Dec 06

Playing God

“Ma’am, I’m afraid I’ve got some bad news. Please sit down.”  Dr. Carmen was at the end of his long day. He had had either too much or too little coffee and either way, his head was pounding.
Ms. Vanderholt sat down in the chair in front of his desk. She clutched her handbag in white knuckled terror.
“What happened? Is it all ok?”
 She knew it must not all be ok. The bad news part of the sentence implied that.
“Well. I’m not sure where to begin.”  Dr. Carmen hoped that Ms. Vanderholt could not see the beads of perspiration running down his forehead. God, his head hurt, and he was hungry, too.
“We did everything we could for your son, but there was simply no bringing him back. Sometimes…sometimes doctors do all that we can do and it is still not enough. I’m very sorry.”
He stopped wringing his hands and nudged a box of Kleenex in Ms. Vanderholt’s general direction. There was no need-she was a woman of class and as such had brought her own handkerchief, with which she dabbed at her teary eyes.
“That’s horrible. Just awful. He was so young. Such a good boy.”
 “That’s the thing with these resurrection procedures-they can be quite tricky. He had been gone for a while, there was a good deal damage to his brain. We might have done it, though, but there were far too many maggots in the chest cavity for it to be possible.”
Ms. Vanderholt cringed and cried a little more. She looked like she might vomit. Dr. Carmen cringed, too. He was hoping to avoid vomit in his office, he’d just had a new rug put in.
“That’s disgusting. Horrible,” she said again. “He was a good boy. He didn’t deserve all of this.”
“I know he didn’t,” said Dr. Carmen, glancing at the clock behind Ms. Vanderholt’s head. “They never do.”
“It was all so horrible,” sniffed Ms. Vanderholt for a third time. “One minute he was alive and the next…dead.”

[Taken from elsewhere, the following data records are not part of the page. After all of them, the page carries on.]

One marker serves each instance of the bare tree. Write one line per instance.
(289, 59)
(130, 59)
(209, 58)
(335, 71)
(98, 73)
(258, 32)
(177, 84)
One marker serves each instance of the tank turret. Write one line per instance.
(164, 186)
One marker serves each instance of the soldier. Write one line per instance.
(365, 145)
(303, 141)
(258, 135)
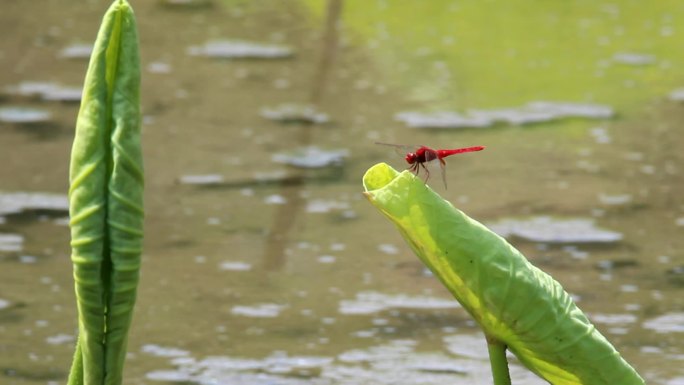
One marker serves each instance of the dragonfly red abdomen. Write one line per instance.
(423, 154)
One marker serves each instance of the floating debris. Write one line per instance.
(235, 266)
(326, 259)
(668, 323)
(60, 339)
(63, 94)
(613, 319)
(389, 364)
(615, 200)
(202, 180)
(24, 115)
(239, 49)
(677, 95)
(163, 351)
(295, 113)
(187, 4)
(634, 59)
(77, 51)
(15, 203)
(275, 199)
(372, 302)
(11, 242)
(46, 91)
(311, 157)
(467, 345)
(442, 120)
(388, 248)
(533, 112)
(320, 206)
(159, 67)
(267, 310)
(551, 230)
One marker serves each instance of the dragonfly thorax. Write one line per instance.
(411, 158)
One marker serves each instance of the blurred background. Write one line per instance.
(264, 264)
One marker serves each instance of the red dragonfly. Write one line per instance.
(418, 157)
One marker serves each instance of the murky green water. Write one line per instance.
(294, 279)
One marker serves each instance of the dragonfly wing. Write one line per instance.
(442, 169)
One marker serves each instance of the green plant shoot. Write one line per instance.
(106, 200)
(515, 303)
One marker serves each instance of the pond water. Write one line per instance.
(263, 263)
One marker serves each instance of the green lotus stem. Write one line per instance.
(514, 302)
(106, 200)
(498, 361)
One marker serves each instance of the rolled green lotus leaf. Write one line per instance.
(106, 200)
(514, 302)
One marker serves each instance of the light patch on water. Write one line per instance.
(369, 302)
(24, 115)
(275, 199)
(322, 206)
(394, 363)
(533, 112)
(202, 180)
(28, 259)
(546, 229)
(164, 351)
(47, 91)
(467, 345)
(266, 310)
(15, 203)
(311, 157)
(668, 323)
(239, 49)
(388, 248)
(235, 266)
(601, 135)
(615, 200)
(77, 51)
(634, 59)
(295, 113)
(159, 67)
(327, 259)
(11, 242)
(613, 319)
(60, 339)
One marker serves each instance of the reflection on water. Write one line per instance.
(263, 264)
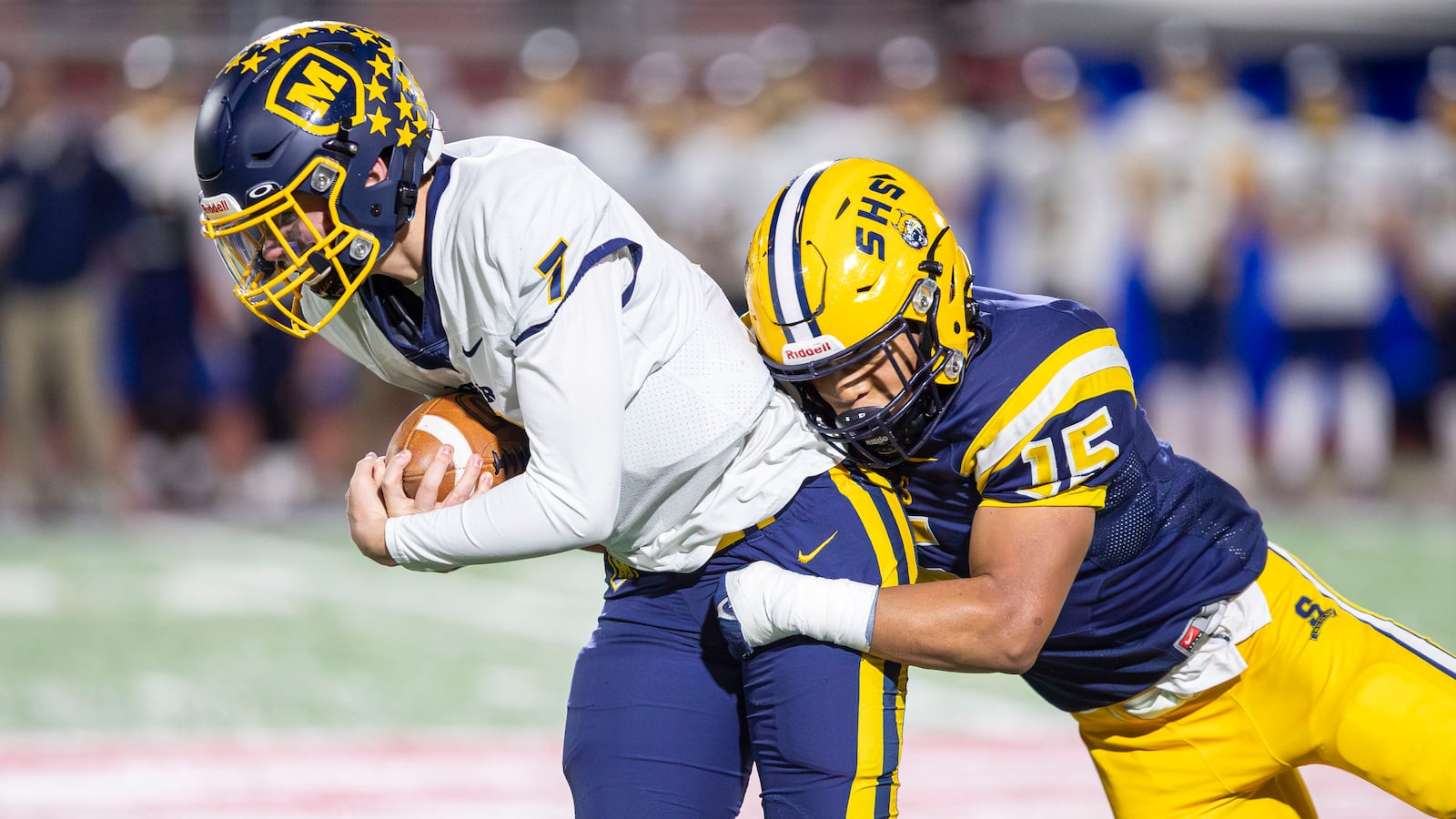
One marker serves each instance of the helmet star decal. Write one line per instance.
(308, 116)
(317, 91)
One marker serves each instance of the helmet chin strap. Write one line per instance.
(408, 194)
(880, 445)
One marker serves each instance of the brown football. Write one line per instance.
(465, 421)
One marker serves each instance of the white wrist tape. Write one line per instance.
(772, 603)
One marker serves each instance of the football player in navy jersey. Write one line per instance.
(1126, 583)
(506, 267)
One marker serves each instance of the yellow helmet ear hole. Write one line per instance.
(924, 298)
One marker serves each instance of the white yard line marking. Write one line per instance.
(28, 591)
(510, 775)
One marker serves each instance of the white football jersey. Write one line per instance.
(654, 426)
(1427, 157)
(1188, 155)
(1325, 201)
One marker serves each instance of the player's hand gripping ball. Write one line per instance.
(465, 421)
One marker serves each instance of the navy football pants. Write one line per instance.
(662, 722)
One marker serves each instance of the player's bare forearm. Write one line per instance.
(1023, 564)
(960, 625)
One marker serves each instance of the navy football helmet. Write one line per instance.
(286, 142)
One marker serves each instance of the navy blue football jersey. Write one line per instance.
(1046, 416)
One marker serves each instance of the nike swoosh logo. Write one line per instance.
(812, 555)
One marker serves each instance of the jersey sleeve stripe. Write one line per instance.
(1094, 497)
(590, 261)
(1038, 397)
(1099, 382)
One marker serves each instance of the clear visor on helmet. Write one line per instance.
(295, 239)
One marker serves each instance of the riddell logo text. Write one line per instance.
(808, 351)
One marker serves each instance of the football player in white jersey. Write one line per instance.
(1327, 196)
(506, 267)
(1427, 159)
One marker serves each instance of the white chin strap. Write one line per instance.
(437, 143)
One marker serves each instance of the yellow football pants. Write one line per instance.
(1329, 682)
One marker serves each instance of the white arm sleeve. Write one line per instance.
(572, 398)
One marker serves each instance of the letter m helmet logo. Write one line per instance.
(317, 92)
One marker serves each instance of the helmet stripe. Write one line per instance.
(791, 300)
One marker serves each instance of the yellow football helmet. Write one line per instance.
(849, 257)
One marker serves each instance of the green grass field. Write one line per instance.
(189, 630)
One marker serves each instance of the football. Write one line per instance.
(465, 421)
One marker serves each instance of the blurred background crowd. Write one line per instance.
(1261, 197)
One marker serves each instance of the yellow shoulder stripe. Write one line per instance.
(1084, 368)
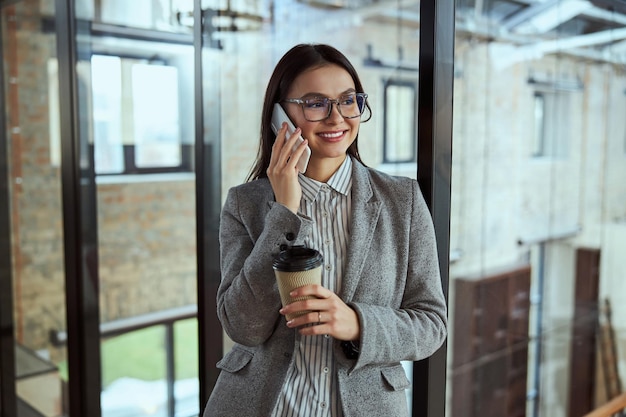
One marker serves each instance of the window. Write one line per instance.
(136, 117)
(552, 127)
(399, 122)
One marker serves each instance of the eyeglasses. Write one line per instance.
(316, 109)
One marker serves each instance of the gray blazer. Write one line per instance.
(391, 280)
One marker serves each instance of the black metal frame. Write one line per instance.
(208, 208)
(80, 231)
(8, 400)
(436, 69)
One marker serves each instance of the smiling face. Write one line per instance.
(330, 138)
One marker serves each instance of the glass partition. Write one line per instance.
(34, 205)
(138, 119)
(538, 208)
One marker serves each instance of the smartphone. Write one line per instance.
(278, 117)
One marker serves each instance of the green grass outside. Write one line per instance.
(141, 354)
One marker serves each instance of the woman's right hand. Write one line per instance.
(282, 171)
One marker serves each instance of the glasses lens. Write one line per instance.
(315, 108)
(350, 106)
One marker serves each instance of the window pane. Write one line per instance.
(106, 79)
(400, 114)
(134, 363)
(155, 110)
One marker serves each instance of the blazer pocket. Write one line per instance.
(395, 377)
(235, 360)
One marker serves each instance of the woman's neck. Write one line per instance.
(322, 170)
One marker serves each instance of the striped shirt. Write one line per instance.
(310, 389)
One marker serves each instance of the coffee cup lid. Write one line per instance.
(297, 258)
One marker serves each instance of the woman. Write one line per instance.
(380, 301)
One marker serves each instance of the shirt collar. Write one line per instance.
(340, 181)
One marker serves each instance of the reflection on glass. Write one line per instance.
(400, 114)
(537, 211)
(187, 387)
(30, 107)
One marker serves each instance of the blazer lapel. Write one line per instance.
(365, 212)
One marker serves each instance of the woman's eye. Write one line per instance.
(314, 104)
(347, 100)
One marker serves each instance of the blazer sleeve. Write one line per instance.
(253, 228)
(418, 327)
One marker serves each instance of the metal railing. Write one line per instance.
(166, 318)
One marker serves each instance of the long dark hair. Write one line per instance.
(297, 60)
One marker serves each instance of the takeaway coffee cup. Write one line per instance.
(295, 267)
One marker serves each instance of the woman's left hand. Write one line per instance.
(329, 314)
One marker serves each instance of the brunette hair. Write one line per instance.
(297, 60)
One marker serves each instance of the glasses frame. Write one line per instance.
(332, 101)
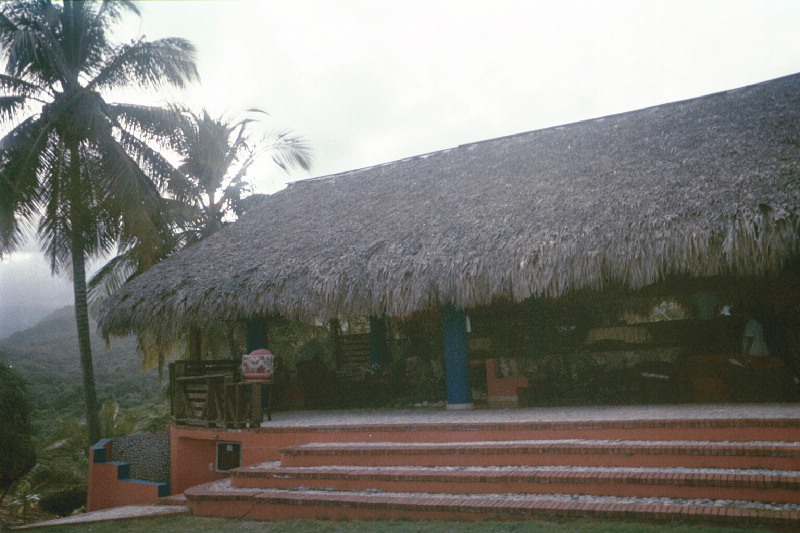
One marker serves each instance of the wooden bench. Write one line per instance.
(212, 394)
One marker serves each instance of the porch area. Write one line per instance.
(718, 464)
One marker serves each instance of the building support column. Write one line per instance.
(537, 327)
(378, 349)
(257, 335)
(454, 327)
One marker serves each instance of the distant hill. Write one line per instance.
(47, 356)
(17, 316)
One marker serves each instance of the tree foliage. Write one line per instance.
(17, 452)
(77, 167)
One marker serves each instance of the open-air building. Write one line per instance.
(607, 261)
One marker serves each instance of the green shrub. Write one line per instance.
(63, 502)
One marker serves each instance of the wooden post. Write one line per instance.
(195, 343)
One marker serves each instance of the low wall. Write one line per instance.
(111, 482)
(146, 453)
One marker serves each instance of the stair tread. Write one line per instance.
(783, 448)
(223, 487)
(276, 467)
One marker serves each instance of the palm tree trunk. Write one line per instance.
(80, 295)
(84, 342)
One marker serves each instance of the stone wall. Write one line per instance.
(146, 453)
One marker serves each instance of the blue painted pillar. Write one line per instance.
(257, 336)
(537, 327)
(378, 349)
(459, 393)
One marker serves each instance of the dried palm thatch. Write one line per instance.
(701, 187)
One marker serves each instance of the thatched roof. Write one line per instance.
(701, 187)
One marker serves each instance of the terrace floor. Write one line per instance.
(433, 415)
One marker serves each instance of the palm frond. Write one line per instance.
(25, 152)
(10, 106)
(151, 64)
(111, 277)
(162, 125)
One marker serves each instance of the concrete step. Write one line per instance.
(221, 499)
(564, 452)
(733, 484)
(175, 499)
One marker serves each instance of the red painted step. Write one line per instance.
(221, 500)
(572, 452)
(755, 485)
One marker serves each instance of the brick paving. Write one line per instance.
(377, 504)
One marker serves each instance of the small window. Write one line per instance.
(229, 456)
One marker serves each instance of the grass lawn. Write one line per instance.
(220, 525)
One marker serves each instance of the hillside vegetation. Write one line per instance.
(46, 355)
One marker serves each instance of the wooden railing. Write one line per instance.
(212, 394)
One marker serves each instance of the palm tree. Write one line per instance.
(79, 168)
(215, 155)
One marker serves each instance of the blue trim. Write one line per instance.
(100, 450)
(163, 488)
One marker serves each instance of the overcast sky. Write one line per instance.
(371, 81)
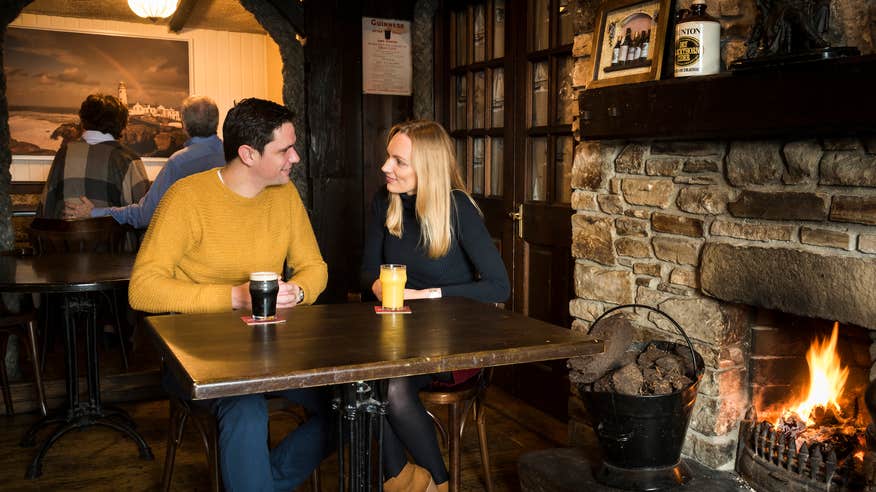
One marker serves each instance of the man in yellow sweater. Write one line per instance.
(208, 233)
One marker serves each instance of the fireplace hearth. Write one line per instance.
(770, 460)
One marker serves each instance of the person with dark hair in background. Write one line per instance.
(97, 166)
(202, 151)
(210, 231)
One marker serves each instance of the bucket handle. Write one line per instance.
(693, 354)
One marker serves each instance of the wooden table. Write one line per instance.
(76, 276)
(217, 355)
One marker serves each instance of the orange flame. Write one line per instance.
(827, 378)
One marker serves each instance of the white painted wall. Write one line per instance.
(226, 66)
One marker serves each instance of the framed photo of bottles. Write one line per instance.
(629, 40)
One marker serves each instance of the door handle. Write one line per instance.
(518, 217)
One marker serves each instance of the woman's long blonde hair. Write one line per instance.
(433, 160)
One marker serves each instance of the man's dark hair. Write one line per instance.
(103, 113)
(252, 122)
(200, 116)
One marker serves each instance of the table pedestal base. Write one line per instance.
(81, 414)
(360, 406)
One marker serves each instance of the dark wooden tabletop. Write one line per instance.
(76, 272)
(216, 355)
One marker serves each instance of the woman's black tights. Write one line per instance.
(411, 428)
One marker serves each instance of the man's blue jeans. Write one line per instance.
(244, 459)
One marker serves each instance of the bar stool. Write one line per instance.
(208, 427)
(99, 234)
(460, 399)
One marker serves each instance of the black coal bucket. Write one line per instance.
(641, 436)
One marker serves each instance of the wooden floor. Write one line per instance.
(100, 459)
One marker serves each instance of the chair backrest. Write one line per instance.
(94, 235)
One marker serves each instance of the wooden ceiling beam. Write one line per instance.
(181, 16)
(293, 12)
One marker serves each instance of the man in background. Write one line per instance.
(202, 151)
(97, 166)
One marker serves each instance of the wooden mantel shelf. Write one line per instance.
(836, 97)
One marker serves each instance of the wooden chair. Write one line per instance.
(21, 325)
(94, 235)
(208, 428)
(460, 399)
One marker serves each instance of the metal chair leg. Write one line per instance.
(455, 451)
(481, 422)
(4, 378)
(37, 374)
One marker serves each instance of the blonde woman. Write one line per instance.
(425, 220)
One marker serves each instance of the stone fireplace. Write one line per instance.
(739, 241)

“Well,” Dr Carmen cleared his throat. He had read the medical examiner’s report and knew that the patient in questions had sat rotting in his apartment for weeks after an accidental drug overdose, but he didn’t want to say all that. It would be like rubbing salt in a wound. He assumed what he hoped was a comforting tone.
“I’m sure he was a good young man. But there was nothing that could be done. Like I said, he was far too decomposed. We would have been able to bring him back, except for all the maggots and bot flies. You know how it is.”
Ms. Vanderholt stiffened and sat up straighter in her seat. “I most certainly do not know how it is,” she spat. “I will have you know that I have no experience with such matters.”
“Right,” said Dr. Carmen vaguely, having failed in his mission of comfort. He was thinking of the hot meal his wife would have waiting for him at home. Maybe she had made chicken pot pie. He loved chicken pot pie.
“It is not right!” Now Ms. Vanderholt was indignant. “I’ll sue you and this hospital for all you’re worth. This isn’t at all like the brochures said, ‘Entrust him to us, we’ll have him back alive in no time,’ they said. ‘The recovery can be as little as three weeks if the conditions are right.’ ‘Newest medical technology, leading in the field of resurrection.’ Ha! I’ll have your medical license revoked!”
Dr. Carmen sighed and massaged his temples. “There are no guarantees in the brochures,” he explained. “Those three0week recovery times are for fresh cadavers. You son was not a fresh cadaver.”
Ms. Vanderholt stood, stuffing her hankerchief back into her handbag. “My son,” she said angrily, striding to the door. “Was never a cadaver. He was a good boy who lost his way. You were supposed to bring him back. You were supposed to make it all right again. And now,” she flung the door open. “You’ll be hearing from my lawyers.” The door slammed shut behind her, and Dr. Carmen breathed a sigh of relief. Thank god that was over. Thank god for the hospital’s robust legal team. Thank god for chicken pot pie.